В тот день, о котором я хочу рассказать, тетка пришла с особенно многочисленным обществом, говорила особенно много и была особенно бестактна. Я стоял, не поднимая ресниц, но тем не менее глаза мои все время смотрели в одну сторону — и совершенно напрасно. Тетка расхаживала по двору, показывала нас своим спутникам, точно посаженных в клетки обезьян, Флора же держалась вдалеке, на противоположном конце двора, она не смешивалась с толпой и, наконец, ушла, даже не кивнув мне головой. Я очень пристально смотрел на нее, но не мог бы сказать, взглянула ли она на меня хоть раз или нет. Мое сердце переполнилось горечью и отчаянием, я силился изгнать из воображения ненавистный образ молодой девушки, чувствуя, что навеки покончил с ней, я безумно хохотал над собой при мысли о моем невозможном желании понравиться ей. Ночью я не мог сомкнуть глаз, ворочался и мысленно любовался прелестным образом этой девушки, в то же время проклиная ее бессердечие. И она, и все остальные женщины казались мне такими пустыми, низменными. Будь человек ангелом, Аполлоном, но надень он платье горчичного цвета — они не заметят его достоинств. А чем я был для нее? — пленником, рабом, мишенью для насмешек ее соотечественников, чем-то ничтожным и презренным. Я решил воспользоваться данным мне уроком: ни одна из гордых дочерей моих врагов не будет более иметь возможности посмеяться надо мной, и никто не посмеет сказать, что я когда-нибудь любовался этой бездушной Флорой. Вы не можете себе представить, какое независимое решительное настроение переполняло меня, еще ничья грудь не была окована более непроницаемой броней патриотизма. Перед тем, как заснуть, я вспомнил все низости Британии и в подобающих выражениях высказал их Флоре.

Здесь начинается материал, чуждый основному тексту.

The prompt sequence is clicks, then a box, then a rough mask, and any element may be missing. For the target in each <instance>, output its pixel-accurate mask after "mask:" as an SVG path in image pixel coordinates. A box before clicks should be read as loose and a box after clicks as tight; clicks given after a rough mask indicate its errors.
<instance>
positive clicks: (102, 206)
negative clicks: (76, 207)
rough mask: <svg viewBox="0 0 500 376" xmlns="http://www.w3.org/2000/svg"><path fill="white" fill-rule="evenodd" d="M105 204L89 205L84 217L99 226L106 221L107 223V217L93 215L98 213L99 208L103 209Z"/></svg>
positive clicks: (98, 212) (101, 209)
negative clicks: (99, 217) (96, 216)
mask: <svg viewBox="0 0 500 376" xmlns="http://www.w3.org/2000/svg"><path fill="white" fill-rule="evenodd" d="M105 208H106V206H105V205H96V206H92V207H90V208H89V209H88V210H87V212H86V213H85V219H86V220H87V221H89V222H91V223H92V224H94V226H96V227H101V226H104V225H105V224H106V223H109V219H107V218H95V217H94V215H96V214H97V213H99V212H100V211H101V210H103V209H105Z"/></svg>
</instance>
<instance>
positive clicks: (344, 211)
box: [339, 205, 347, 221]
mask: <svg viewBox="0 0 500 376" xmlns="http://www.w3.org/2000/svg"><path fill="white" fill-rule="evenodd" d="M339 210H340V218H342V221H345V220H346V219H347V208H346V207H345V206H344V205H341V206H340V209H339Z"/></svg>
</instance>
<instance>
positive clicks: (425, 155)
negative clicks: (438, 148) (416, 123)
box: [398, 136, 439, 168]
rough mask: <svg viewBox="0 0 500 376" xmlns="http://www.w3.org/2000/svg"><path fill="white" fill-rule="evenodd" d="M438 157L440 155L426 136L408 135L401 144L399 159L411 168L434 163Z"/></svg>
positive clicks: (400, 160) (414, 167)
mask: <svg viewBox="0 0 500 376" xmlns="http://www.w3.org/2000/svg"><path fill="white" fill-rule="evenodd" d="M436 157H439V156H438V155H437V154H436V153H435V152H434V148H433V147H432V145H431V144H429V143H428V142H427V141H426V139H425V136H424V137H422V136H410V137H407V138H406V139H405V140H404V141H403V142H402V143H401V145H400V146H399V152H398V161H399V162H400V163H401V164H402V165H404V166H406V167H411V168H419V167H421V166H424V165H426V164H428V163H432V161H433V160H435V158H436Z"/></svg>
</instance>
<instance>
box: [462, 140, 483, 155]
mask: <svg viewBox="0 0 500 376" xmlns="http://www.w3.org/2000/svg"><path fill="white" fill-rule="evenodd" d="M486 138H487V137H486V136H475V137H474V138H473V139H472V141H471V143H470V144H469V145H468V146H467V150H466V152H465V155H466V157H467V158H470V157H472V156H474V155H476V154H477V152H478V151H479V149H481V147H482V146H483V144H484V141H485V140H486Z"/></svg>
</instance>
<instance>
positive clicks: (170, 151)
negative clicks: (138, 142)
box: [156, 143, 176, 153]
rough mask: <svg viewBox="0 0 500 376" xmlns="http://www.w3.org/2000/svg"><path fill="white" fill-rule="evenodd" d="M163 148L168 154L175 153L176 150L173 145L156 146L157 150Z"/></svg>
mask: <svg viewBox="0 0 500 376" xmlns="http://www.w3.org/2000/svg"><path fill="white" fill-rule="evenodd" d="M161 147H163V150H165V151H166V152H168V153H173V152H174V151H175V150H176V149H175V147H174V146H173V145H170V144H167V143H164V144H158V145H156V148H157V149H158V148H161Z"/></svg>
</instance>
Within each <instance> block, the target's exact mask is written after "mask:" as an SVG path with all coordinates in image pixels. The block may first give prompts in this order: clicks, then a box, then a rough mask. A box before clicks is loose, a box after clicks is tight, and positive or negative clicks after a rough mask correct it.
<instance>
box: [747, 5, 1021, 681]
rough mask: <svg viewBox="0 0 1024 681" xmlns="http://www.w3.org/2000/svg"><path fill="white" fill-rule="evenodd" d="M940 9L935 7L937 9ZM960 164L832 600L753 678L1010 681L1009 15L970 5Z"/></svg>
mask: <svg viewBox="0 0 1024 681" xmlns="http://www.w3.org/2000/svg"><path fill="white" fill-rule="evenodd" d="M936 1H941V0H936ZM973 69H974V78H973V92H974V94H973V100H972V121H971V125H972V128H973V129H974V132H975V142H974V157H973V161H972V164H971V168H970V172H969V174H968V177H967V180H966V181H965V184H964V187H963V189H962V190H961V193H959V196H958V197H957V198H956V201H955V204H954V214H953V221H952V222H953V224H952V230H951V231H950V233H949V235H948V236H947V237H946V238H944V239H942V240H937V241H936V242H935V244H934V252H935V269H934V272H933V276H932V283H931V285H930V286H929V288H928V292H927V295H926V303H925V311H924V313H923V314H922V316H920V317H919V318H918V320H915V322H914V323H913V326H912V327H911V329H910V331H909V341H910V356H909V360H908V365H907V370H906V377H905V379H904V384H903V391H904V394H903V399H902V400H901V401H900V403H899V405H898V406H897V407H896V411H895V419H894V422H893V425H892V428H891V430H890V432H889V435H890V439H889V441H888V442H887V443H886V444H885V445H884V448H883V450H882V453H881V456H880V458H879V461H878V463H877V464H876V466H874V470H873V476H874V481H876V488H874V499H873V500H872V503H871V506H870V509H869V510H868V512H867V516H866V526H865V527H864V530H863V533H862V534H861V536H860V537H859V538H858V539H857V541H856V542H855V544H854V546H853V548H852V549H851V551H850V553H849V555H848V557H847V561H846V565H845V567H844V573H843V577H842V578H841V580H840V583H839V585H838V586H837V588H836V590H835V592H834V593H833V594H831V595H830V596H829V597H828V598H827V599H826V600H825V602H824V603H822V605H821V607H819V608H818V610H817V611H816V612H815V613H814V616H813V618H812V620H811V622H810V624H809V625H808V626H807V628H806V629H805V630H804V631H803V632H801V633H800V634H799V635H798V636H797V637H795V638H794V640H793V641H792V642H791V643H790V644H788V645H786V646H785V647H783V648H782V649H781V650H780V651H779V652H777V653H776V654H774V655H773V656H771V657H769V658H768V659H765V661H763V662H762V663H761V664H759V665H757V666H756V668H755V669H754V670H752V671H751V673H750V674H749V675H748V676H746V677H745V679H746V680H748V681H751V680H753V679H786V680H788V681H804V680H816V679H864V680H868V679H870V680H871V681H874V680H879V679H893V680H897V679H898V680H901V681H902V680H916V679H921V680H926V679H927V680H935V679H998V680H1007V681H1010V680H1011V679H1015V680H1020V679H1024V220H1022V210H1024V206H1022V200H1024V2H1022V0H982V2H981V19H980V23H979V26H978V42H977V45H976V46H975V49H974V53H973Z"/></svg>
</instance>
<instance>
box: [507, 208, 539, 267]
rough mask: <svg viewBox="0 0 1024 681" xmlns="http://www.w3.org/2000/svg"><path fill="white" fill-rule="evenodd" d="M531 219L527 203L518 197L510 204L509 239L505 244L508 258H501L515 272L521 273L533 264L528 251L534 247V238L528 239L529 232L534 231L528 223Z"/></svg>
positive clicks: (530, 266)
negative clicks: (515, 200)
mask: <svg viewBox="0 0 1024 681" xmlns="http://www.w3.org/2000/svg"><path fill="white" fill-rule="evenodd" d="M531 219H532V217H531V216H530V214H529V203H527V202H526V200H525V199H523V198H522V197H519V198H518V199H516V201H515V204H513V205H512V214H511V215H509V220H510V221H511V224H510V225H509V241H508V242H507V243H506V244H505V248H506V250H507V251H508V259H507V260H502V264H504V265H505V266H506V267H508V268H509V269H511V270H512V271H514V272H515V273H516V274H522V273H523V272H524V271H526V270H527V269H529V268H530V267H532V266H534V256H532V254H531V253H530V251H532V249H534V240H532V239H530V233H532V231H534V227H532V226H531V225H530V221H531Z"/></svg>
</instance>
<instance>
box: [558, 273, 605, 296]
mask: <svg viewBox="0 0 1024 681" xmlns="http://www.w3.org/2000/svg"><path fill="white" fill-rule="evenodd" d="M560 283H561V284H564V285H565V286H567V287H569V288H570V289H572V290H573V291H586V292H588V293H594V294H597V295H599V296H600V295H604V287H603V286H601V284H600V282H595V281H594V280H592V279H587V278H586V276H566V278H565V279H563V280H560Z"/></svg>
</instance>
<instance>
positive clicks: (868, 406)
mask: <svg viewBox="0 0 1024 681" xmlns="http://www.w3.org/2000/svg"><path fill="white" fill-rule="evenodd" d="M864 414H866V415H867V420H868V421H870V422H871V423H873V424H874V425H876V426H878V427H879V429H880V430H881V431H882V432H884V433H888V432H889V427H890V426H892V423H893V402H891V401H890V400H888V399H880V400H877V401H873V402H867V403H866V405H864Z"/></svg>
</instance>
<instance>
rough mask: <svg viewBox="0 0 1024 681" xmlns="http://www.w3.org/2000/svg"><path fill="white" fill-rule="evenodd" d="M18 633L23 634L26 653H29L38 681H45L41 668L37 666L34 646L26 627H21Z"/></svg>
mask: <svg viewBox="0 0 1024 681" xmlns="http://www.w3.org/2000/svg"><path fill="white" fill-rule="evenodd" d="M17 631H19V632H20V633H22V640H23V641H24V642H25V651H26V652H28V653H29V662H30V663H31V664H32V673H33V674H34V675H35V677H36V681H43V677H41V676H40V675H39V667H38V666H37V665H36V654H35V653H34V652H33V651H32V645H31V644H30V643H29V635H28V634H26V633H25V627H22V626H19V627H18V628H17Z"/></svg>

На следующий день я, по обыкновению, сидел на своем месте и вдруг почувствовал, что подле меня кто-то есть. Это была она! В первую секунду я окаменел от неожиданности и смущения, в следующую — принятое мной накануне решение заставило меня не изменить позы. Флора стояла, немного наклонившись надо мной, точно охваченная чувством жалости, она казалась смущенной и некоторое время не произносила ни слова, наконец молодая девушка тихим голосом спросила, очень ли я страдаю в неволе и могу ли жаловаться на суровость обращения тюремщиков.
— Мадемуазель,— ответил я,— солдаты Наполеона не умеют жаловаться.
Она вздохнула.
— Во всяком случае, вы, конечно, тоскуете о Франции,— проговорила Флора и, сказав французское название моей страны, слегка покраснела, произнесла Флора это слово с легким, милым иностранным акцентом.
— Что мне сказать в ответ? — проговорил я.— Если бы вас увезли из этой страны, которая, по-видимому, вполне пригодна для вас, если бы вы были принуждены покинуть Англию с ее дождями и ветрами, которые идут к вам как украшение, жалели бы вы о вашей родине? Как вам кажется? Все мы неминуемо тоскуем! Сын тоскует о матери, человек о родине! Это врожденные, естественные чувства.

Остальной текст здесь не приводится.